Rust SeqCst ordering

Question

I'm trying to understand how Ordering::SeqCst works. For that I have few code examples where this ordering is mandatory for obtaining consistent result. In first example we just want to increment counter variable:

let a: &'static _ = Box::leak(Box::new(AtomicBool::new(false)));
let b: &'static _ = Box::leak(Box::new(AtomicBool::new(false)));
let counter: &'static _ = Box::leak(Box::new(AtomicUsize::new(0)));

let _thread_a = spawn(move || a.store(true, Ordering::Release));
let _thread_b = spawn(move || b.store(true, Ordering::Release));

let thread_1 = spawn(move || {
    while !a.load(Ordering::Acquire) {} // prevents from reordering everything after

    if b.load(Ordering::Relaxed) { // no need of Acquire due to previous restriction
        counter.fetch_add(1, Ordering::Relaxed);
    }
});
let thread_2 = spawn(move || {
    while !b.load(Ordering::Acquire) {} // prevents from reordering everything after

    if a.load(Ordering::Relaxed) { // no need of Acquire due to previous restriction
        counter.fetch_add(1, Ordering::Relaxed);
    }
});

thread_1.join().unwrap();
thread_2.join().unwrap();
println!("{}", counter.load(Ordering::Relaxed));

Possible values of counter with this example are 1 or 2, depends on thread scheduling. But surprisingly 0 is also possible but I don't understand how.

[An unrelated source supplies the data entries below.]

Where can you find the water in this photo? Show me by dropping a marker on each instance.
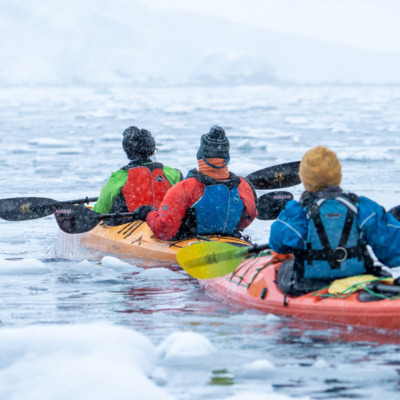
(63, 143)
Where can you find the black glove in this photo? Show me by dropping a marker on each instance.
(141, 212)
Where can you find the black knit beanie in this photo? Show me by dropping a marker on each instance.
(214, 144)
(138, 143)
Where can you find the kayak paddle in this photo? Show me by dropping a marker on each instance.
(78, 219)
(276, 177)
(271, 204)
(206, 260)
(26, 208)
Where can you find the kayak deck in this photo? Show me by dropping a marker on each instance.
(253, 286)
(137, 239)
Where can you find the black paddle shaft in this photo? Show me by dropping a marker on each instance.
(271, 204)
(276, 177)
(78, 219)
(26, 208)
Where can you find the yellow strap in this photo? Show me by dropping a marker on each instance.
(353, 283)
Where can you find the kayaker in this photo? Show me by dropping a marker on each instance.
(328, 230)
(140, 182)
(211, 200)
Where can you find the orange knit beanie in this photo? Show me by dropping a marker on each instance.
(320, 168)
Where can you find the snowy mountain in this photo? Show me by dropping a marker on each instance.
(126, 42)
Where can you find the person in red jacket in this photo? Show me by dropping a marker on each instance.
(211, 200)
(142, 181)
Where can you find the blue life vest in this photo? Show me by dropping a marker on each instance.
(334, 246)
(220, 208)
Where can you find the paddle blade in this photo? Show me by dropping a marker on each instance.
(271, 204)
(76, 219)
(207, 260)
(276, 177)
(26, 208)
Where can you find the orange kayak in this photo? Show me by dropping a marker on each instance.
(137, 239)
(252, 286)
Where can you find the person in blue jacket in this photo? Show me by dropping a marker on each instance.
(328, 230)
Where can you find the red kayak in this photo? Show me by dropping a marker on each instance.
(252, 286)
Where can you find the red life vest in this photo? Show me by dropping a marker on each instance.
(146, 185)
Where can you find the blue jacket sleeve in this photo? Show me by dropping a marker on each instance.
(381, 231)
(289, 231)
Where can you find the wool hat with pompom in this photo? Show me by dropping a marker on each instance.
(320, 168)
(138, 143)
(214, 144)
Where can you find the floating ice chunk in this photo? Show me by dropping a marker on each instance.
(259, 369)
(263, 396)
(64, 362)
(49, 142)
(180, 345)
(24, 266)
(296, 120)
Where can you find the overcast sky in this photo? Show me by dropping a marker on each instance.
(370, 24)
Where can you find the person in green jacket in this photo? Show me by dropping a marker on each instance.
(142, 181)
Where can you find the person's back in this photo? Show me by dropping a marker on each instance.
(328, 230)
(210, 200)
(142, 181)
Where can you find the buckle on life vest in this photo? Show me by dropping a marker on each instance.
(340, 257)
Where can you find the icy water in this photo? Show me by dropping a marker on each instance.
(63, 144)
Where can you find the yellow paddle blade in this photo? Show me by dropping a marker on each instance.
(353, 283)
(205, 260)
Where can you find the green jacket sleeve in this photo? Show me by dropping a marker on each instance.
(111, 190)
(173, 175)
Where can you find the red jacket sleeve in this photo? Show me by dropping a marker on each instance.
(248, 196)
(166, 221)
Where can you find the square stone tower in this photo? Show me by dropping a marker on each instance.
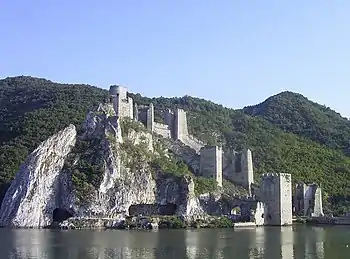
(211, 163)
(276, 194)
(180, 125)
(308, 200)
(122, 104)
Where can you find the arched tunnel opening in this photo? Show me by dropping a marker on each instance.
(59, 215)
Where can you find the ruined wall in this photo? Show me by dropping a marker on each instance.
(308, 200)
(285, 183)
(162, 130)
(318, 206)
(211, 163)
(150, 117)
(299, 195)
(180, 127)
(276, 193)
(122, 104)
(238, 167)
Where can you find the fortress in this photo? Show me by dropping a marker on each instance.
(214, 162)
(273, 196)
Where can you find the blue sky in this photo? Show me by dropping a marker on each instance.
(236, 52)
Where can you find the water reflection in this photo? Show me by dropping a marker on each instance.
(274, 242)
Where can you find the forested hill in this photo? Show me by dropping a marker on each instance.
(295, 113)
(287, 133)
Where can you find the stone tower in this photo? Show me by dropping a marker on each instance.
(211, 163)
(308, 200)
(247, 169)
(180, 125)
(276, 194)
(122, 104)
(150, 117)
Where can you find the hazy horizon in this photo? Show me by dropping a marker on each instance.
(234, 53)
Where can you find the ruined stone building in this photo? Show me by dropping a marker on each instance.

If thread_1 has started and only a was set to true by _thread_a, counter could will be left untouched after thread_1 will exit.

If thread_2 will start after thread_1, counter will be incremented once, bcs thread_1 has finished (here we know that a is already true), so thread_2 have just to wait for b to become true.

Or if thread_2 will be first and b was set to true, counter will be incremented only once too.

There is also possibility that _thread_a and _thread_b will both run before thread_1 and thread_2 and both of them will increment counter. So that's why 1 and 2 are valid possible outcomes for counter. But as I previously said, there is also a 0 as possible valid result, only if I won't replace all loads and stores for a and b to Ordering::SeqCst:

let _thread_a = spawn(move || a.store(true, Ordering::SeqCst));
let _thread_b = spawn(move || b.store(true, Ordering::SeqCst));

let thread_1 = spawn(move || {
    while !a.load(Ordering::SeqCst) {}

    if b.load(ordering::SeqCst) {
        counter.fetch_add(1, Ordering::Relaxed);
    }
});
let thread_2 = spawn(move || {
    while !b.load(Ordering::SeqCst) {}

    if a.load(ordering::SeqCst) {
        counter.fetch_add(1, Ordering::Relaxed);
    }
});

thread_1.join().unwrap();
thread_2.join().unwrap();
println!("{}", counter.load(Ordering::SeqCst));

Now 0 isn't possible, but I don't know why.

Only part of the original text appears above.